Unions do not undermine international competitiveness
Economic Snapshot for February 25, 2009
Unions do not undermine international competitiveness
by Josh Bivens
The claim is often made that unions are a potential drag on a country’s international competitiveness. Although there is no single, generally accepted measure of competitiveness with which to test such claims, many analysts use a country’s trade balance as a proxy for competitiveness. The figure below, which includes the United States and several of its rich industrial peers, examines the relationship between union coverage rates (the share of a nation’s workers covered by a union contract) and the current account balance (an indicator that captures the amount by which a country’s exports exceed its imports). 1
The comparison in the chart shows that there is no clear correlation between unionization and international competitiveness. In fact, if anything, the chart suggests there might be a positive relationship between union coverage rates and a nation’s current account balance—in other words, countries with higher union coverage rates also seem to have higher current account balances.

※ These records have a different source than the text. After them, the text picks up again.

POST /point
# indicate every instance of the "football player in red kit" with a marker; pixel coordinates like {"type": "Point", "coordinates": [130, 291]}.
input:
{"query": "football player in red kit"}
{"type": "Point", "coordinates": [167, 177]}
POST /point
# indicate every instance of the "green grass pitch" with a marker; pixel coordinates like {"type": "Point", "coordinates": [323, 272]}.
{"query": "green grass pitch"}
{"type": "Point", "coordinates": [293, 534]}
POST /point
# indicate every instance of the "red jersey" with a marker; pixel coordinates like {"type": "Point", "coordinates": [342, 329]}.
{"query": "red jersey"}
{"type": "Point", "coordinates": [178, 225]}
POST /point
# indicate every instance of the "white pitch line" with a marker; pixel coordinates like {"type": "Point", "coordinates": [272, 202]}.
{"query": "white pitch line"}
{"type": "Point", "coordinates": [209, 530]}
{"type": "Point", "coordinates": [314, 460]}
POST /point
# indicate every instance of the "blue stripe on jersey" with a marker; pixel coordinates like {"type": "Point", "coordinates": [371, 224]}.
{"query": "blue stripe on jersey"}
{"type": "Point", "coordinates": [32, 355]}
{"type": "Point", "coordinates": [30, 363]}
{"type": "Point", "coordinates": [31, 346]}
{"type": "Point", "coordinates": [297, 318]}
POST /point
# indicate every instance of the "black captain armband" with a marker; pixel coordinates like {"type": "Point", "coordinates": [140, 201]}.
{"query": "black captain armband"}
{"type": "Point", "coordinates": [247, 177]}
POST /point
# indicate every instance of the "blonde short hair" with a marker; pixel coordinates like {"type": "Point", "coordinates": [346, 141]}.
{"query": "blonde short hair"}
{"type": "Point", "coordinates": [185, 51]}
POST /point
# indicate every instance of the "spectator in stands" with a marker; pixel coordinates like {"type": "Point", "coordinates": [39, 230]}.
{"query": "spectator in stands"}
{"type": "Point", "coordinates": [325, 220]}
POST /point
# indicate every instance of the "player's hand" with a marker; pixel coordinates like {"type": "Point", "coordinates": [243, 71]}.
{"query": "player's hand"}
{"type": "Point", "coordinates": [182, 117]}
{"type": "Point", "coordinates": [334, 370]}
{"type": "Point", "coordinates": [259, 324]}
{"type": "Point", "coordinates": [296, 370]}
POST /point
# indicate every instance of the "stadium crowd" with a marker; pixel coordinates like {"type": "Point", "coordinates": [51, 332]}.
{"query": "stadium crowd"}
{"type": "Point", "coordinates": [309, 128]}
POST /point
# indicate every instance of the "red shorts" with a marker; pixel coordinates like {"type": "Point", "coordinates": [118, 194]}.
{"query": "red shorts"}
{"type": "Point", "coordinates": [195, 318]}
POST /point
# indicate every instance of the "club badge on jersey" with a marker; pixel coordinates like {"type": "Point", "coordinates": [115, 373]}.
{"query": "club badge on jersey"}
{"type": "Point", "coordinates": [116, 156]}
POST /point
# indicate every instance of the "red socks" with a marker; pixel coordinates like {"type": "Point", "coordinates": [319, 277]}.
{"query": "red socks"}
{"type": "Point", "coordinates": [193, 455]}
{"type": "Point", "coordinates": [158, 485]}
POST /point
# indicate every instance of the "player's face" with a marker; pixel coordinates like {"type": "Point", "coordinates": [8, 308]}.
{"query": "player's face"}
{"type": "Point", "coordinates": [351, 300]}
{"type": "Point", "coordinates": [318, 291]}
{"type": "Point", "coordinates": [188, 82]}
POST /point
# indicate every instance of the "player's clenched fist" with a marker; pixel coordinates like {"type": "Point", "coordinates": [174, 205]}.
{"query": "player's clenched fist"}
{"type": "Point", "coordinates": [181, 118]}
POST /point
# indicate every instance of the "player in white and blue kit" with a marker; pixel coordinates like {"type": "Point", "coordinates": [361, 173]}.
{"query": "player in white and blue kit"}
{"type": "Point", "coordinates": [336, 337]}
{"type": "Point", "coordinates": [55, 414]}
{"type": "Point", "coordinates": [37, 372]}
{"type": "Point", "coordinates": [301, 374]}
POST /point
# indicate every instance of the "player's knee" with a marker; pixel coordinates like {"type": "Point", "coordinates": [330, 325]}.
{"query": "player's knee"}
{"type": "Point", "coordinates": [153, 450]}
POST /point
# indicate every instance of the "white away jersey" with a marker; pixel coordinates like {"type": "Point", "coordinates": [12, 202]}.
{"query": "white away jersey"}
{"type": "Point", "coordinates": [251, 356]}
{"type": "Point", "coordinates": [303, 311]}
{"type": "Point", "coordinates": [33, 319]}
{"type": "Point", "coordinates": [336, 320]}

Note that the United States has the lowest union coverage rate in the sample yet also has the biggest current account deficit. There is, in short, nothing about highly unionized economies that suggests they can’t be internationally competitive.
For more on other why unions do not make economies less competitive and some of the policies that do harm a nation’s competitiveness, read EPI’s Briefing Paper (#229), Squandering the Blue-Collar Advantage: Why Almost Everything Except Unions and the Blue-Collar Workforce Are Hurting U.S. Manufacturing (2009) by Josh Bivens.
Note
1. These data are for 2004, the last year for which the OECD published union coverage rates.